19 Giugno 2021 - Ultimo aggiornamento il: 18 Giugno 2021 alle 18:23:13

Cronaca

Furti al bancomat, presa una tarantina

Nella rete della polizia è finita la “banda della forchetta”


Furti al bancomat, nella rete anche una tarantina.

Daniela Carella, 49 anni, è finita agli arresti domiciliari, il suo convivente, il 43enne rumeno Mario Stoica, è finito nel carcere di Taranto mentre è attivamente ricercato un loro complice.

Secondo l’accusa i tre manomettevano i bancomat con la tecnica della forchetta, introducendo pezzi di metallo nella bocchetta erogatrice e impedendo così la fuoriuscita delle banconote.

I clienti effettuavano il prelievo ma il denaro non usciva.

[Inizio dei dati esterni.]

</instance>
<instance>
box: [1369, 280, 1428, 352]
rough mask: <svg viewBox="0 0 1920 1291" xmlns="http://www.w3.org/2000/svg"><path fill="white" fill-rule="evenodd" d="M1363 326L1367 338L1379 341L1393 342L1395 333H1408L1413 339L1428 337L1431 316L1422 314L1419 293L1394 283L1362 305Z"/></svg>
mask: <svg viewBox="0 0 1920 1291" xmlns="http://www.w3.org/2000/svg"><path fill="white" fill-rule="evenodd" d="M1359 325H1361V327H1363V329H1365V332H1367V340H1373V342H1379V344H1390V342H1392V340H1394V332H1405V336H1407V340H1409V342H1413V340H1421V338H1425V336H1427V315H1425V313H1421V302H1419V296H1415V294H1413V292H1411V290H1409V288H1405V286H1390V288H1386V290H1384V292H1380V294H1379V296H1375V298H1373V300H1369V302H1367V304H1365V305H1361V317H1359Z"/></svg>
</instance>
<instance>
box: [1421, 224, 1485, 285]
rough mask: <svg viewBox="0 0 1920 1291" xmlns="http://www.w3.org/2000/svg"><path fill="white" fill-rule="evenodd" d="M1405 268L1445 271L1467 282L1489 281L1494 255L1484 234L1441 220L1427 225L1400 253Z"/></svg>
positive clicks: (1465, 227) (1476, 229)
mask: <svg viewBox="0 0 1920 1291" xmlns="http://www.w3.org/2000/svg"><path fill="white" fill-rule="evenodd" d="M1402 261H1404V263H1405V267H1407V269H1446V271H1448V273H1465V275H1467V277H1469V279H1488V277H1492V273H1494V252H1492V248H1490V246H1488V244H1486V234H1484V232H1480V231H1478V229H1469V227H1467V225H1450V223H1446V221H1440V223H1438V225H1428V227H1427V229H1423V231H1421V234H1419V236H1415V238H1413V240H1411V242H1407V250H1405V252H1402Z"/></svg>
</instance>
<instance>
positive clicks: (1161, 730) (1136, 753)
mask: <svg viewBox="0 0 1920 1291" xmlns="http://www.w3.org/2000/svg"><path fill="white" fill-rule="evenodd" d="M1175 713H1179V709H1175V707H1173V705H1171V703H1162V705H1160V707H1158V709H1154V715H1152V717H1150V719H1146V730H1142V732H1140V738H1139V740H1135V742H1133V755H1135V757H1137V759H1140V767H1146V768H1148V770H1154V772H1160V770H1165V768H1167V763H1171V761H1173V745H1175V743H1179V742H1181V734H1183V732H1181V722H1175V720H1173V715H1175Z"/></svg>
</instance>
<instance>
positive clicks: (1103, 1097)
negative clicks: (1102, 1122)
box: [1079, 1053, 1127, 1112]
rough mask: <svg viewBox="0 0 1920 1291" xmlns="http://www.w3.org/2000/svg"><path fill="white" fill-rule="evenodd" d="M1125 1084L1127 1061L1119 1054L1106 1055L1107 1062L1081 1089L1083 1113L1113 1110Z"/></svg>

La banda del bancomat tornava dopo qualche ora rimuoveva i fermi e toglieva le banconote dalla fessura con una pinzetta. Tre i colpi accertati in provincia di Pistoia, il 7 novembre del 2015. Ieri all’alba i poliziotti della Squadra Mobile di Pistoia, in collaborazione con la Mobile di Taranto e con il Commissariato di Pescia hanno eseguito nel capoluogo jonico due provvedimenti restrittivi. Tutto è partito dalla segnalazione di un cliente.

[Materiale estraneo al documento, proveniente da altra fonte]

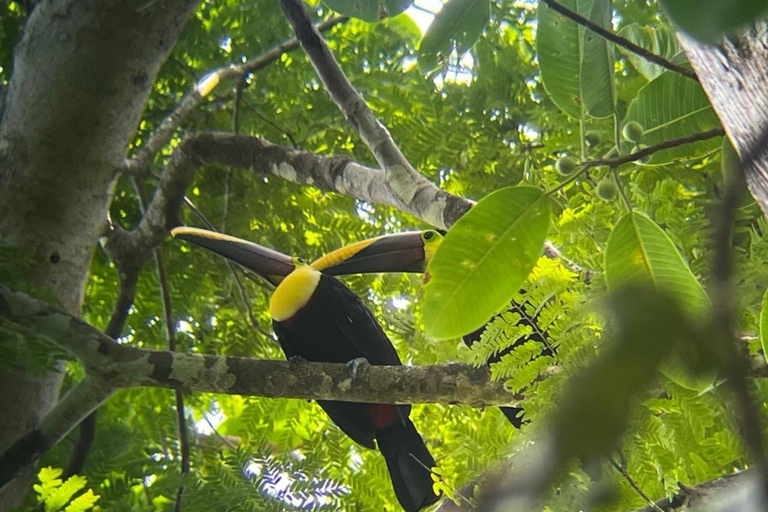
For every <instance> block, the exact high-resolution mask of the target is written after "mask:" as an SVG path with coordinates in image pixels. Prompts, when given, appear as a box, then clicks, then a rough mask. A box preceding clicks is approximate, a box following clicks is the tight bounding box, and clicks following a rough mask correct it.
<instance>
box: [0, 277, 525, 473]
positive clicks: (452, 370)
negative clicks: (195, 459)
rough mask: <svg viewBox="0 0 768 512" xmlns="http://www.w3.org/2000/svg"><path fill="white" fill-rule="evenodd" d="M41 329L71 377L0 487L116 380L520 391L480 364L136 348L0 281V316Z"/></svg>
mask: <svg viewBox="0 0 768 512" xmlns="http://www.w3.org/2000/svg"><path fill="white" fill-rule="evenodd" d="M4 323H10V324H11V325H13V326H17V327H18V326H20V327H21V328H23V329H24V330H25V331H27V332H30V333H34V334H36V335H39V336H42V337H44V338H46V339H48V340H50V341H51V342H52V343H55V344H57V345H59V346H61V347H62V348H64V349H65V350H68V351H69V352H71V353H72V354H74V355H75V356H76V357H78V358H79V359H80V360H81V361H82V362H83V363H84V365H85V367H86V377H85V378H84V379H83V380H82V381H80V382H79V383H78V384H77V385H76V386H75V387H74V388H73V389H72V390H71V391H70V392H69V393H68V394H67V396H66V397H65V398H64V399H63V400H62V401H60V402H59V403H58V404H57V405H56V406H55V407H54V409H53V410H52V411H51V412H50V413H48V414H47V415H46V416H45V417H44V418H43V420H42V422H41V423H40V425H38V426H37V427H35V428H34V429H32V430H30V431H28V432H27V433H26V434H25V435H24V436H22V437H21V438H20V439H18V440H16V442H15V443H14V444H13V445H11V446H10V447H9V449H8V450H7V451H6V452H5V453H3V454H0V487H2V485H4V483H5V482H7V481H9V480H11V479H12V478H14V476H15V475H16V473H17V472H18V471H19V469H21V468H23V467H26V466H27V465H28V464H29V463H31V462H33V461H34V460H36V458H37V457H39V456H40V455H41V454H42V453H44V452H45V451H46V450H47V449H49V448H50V447H51V446H53V445H54V444H56V443H57V442H58V441H60V440H61V439H63V438H64V436H66V435H67V434H68V433H69V432H70V431H71V430H72V429H73V428H75V426H77V425H78V424H79V423H80V422H81V421H82V420H83V419H84V418H85V417H86V416H88V415H89V414H90V413H91V412H93V411H94V410H95V409H96V408H97V407H98V406H99V405H101V404H102V403H103V402H104V401H106V400H107V399H108V398H109V396H111V394H112V393H113V392H114V391H115V390H117V389H119V388H127V387H160V388H170V389H177V390H180V389H183V390H189V391H200V392H208V393H225V394H237V395H243V396H262V397H269V398H299V399H307V400H310V399H315V400H340V401H350V402H369V403H392V404H404V403H446V404H467V405H471V406H474V407H481V406H486V405H517V404H519V403H520V397H519V396H516V395H514V394H512V393H510V392H508V391H507V390H505V389H504V384H503V382H501V381H495V382H493V381H491V378H490V371H489V369H488V368H487V367H481V368H476V367H474V366H472V365H469V364H459V363H448V364H442V365H432V366H373V365H369V364H365V363H360V364H357V365H348V364H344V363H315V362H308V361H291V362H286V361H273V360H260V359H252V358H247V357H227V356H208V355H198V354H184V353H179V352H164V351H155V350H143V349H138V348H133V347H131V346H128V345H122V344H119V343H117V342H115V341H114V340H113V339H112V338H110V337H108V336H106V335H105V334H103V333H102V332H100V331H99V330H98V329H96V328H94V327H92V326H90V325H88V324H86V323H85V322H83V321H82V320H79V319H78V318H76V317H73V316H71V315H69V314H67V313H65V312H63V311H60V310H57V309H56V308H54V307H52V306H50V305H48V304H46V303H44V302H41V301H38V300H36V299H34V298H32V297H29V296H28V295H25V294H23V293H18V292H13V291H11V290H10V289H9V288H7V287H5V286H2V285H0V324H4Z"/></svg>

Quando ha notato che dalla bocchetta del bancomat non uscivano i soldi ha avvisato i responsabili della banca i quali, a loro volta, hanno fatto una segnalazione al Commissariato di Pescia. Una volante si è appostata nei pressi della banca e dopo qualche ora due dei componenti della banda sono tornati a prendere le banconote. Gli agenti hanno preso con le mani nel sacco la donna e un complice, il quale nel frattempo è stato rimesso in libertà e si è reso irreperibile. Un altro complice era invece riuscito a fuggire a bordo di una macchina nella quale stava aspettando gli altri due.

Dopo il processo per direttissima i due arrestati sono tornati in libertà ma gli investigatori della Mobile hanno  continuato a lavorare per identificare il complice e per  scoprire se si fossero verificati  casi analoghi.

Sono stati, infatti, accertati altri due episodi, uno alla Banca di Pescia di Chiesina Uzzanese e l’altro alla Banca di Credito cooperativo di Vignole, a Sant’Agostino. La polizia ha recuperato mille euro mentre il sostituto procuratore dottor Luigi Boccia ha chiesto e ottenuto la custodia cautelare per i tre indagati, che nel frattempo erano rientrati a Taranto.
Ieri mattina gli arresti. La donna è rimasta ai domiciliari, mentre Stoica è stato condotto nel carcere di largo Magli. Ora è caccia al terzo uomo.